I read to him most nights. His freckled abandonment to life now absorbed in other worlds, eyes searching out that uniquely human distance, seeing and witnessing. Hiding behind his hands to peep out at the unseen when it threatens our adventurers. Three stories, sometimes five, sometimes only one if Rabbit has a busy day and we have an earnest discussion about the absolute and relative attributes of the Backson (orange hair, horns, steals your socks, scary, etc).
Resting his head on my shoulder, I smell his straw hair like the precipitate of shining.
My sleep is as homo incurvatus se, the last defensive posture of one beaten down. But he sleeps as though he flung himself to it. Head, limbs, scattered as though drifting and weightless. When I return hours later to take him to the toilet, I have to gather him from the four poles of the bed into one flannel bundle that overflows my arms. He burrows into my chest and settles, face close to mine. On the bridge of his nose, the sun has written his age in a constellation of freckles. Claiming him for the world, irresistibly drawing him into its orbit. And from my arms.

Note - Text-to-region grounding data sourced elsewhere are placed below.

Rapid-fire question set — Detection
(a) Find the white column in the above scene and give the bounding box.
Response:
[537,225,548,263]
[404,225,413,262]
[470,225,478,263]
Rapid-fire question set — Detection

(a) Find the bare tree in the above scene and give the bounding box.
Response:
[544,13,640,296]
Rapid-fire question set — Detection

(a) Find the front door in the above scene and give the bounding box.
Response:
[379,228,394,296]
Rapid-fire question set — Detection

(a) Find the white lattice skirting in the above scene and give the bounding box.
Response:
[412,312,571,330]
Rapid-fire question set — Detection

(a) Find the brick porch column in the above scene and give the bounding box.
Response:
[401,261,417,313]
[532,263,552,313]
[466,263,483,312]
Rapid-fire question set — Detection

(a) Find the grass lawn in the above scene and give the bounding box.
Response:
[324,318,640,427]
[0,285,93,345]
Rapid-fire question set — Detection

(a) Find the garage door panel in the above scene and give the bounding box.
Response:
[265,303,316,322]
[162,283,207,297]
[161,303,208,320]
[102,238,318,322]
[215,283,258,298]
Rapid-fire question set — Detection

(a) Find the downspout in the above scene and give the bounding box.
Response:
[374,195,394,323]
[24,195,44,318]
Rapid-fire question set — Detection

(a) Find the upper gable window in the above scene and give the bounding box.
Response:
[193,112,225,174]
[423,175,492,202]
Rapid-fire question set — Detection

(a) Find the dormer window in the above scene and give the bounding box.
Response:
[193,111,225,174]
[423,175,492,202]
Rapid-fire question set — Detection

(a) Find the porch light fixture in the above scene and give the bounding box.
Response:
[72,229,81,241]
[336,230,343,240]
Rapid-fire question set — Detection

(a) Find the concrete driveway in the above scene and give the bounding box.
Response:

Jorge Luis Borges once related to me the story of Funes the Memorious—a poor man cursed with absolute memory; yes everything, every detail. But absolute memory is also the negation of memory. Everything is present to absolute memory, and so nothing is thinkable. To forget the endless differences between objects of our awareness so that we can build them together into regularities and concepts, this is to think. To forget another in the discriminatory interest of love is to remember. Funes cannot know and he cannot love because he has lost the discriminatory interest that is essential to consciousness, that is the experience of love.
Memory is constituted of discriminatory interest, fading and kindling. It is not the world’s photograph. It is the future’s enchridion, teaching how and not to fear. What does it mean that I have no memory of my son other than of this moment now? And as I consider, I see that this is true of all those I am long in loving. I do not really remember any of them, other than as the backward projections of those I love now. I have digital images that I can display of a 2 year old bald child with a 34 year old man who looks much like me. But I cannot think of him, or me, other than as we are now and those images as strange simulacra of us. Because we are not what we were then.
Memory, the handbook of what I love, speaks only of loving him: whatever he is and not what he is not, even if that is his own past. Love is endlessly particular about who it loves.